Thanks for the article.
The only risk free thing in life is …
I can’t think of one thing. Can anyone?

Last edited 2 months ago by Nick Politakis
Norman Retzke
2 months ago

This all goes back to the universal truism that mere mortals can’t predict the future. At best we may determine likely outcomes. 

The article states “The definition of “risk-free” is complicated; it depends on what you are investing for, the inflation environment and the fiscal outlook.”
In 2021 we were given a real world lesson about bond risk. In the period ending October 31, 2023 some well-regarded total bond funds decreased in value by 14.5% or more. They have not yet fully recovered.  I took this to be one in a series of warnings I’ve been given over the recent 30 years.

As noted in the article, “a short-term Treasury could be considered risk-free.” However, most of us would like to own longer term “risk free” instruments, particularly “in times of market turmoil.” It would seem the best we can hope for is “low risk.” Low may mean “only” a 15% decline. That may be better than a 25% decline, but isn’t desirable. 

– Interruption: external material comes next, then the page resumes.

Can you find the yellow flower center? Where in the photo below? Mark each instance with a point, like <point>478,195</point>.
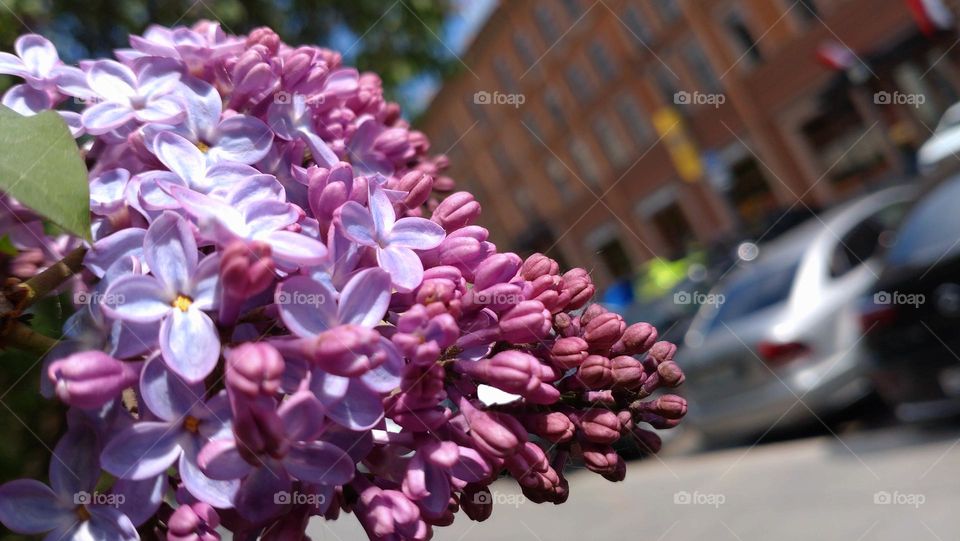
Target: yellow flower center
<point>182,303</point>
<point>191,424</point>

I’ve concluded that I should prepare for periodic declines of 20% or so. Not that I like this, but in fact one can put in place plans to deal with this. One such approach is simply to save more. That might require saving 125% of a target by the date of achieving retirement. Such an approach may reduce the risk of running out of funds in retirement. It also may require working more during the earning years, working longer and delaying retirement, spending less or doing all of these.  

I was taught that there is no free ride and no guarantees. 
 

Michael1
2 months ago

Got me thinking as well. Very interesting. Thanks for sharing.

Liam K
2 months ago

Kind of reminds me of “guaranteed income.” Also queue the comments of “Nothing in life is risk free,” and other variations on that theme.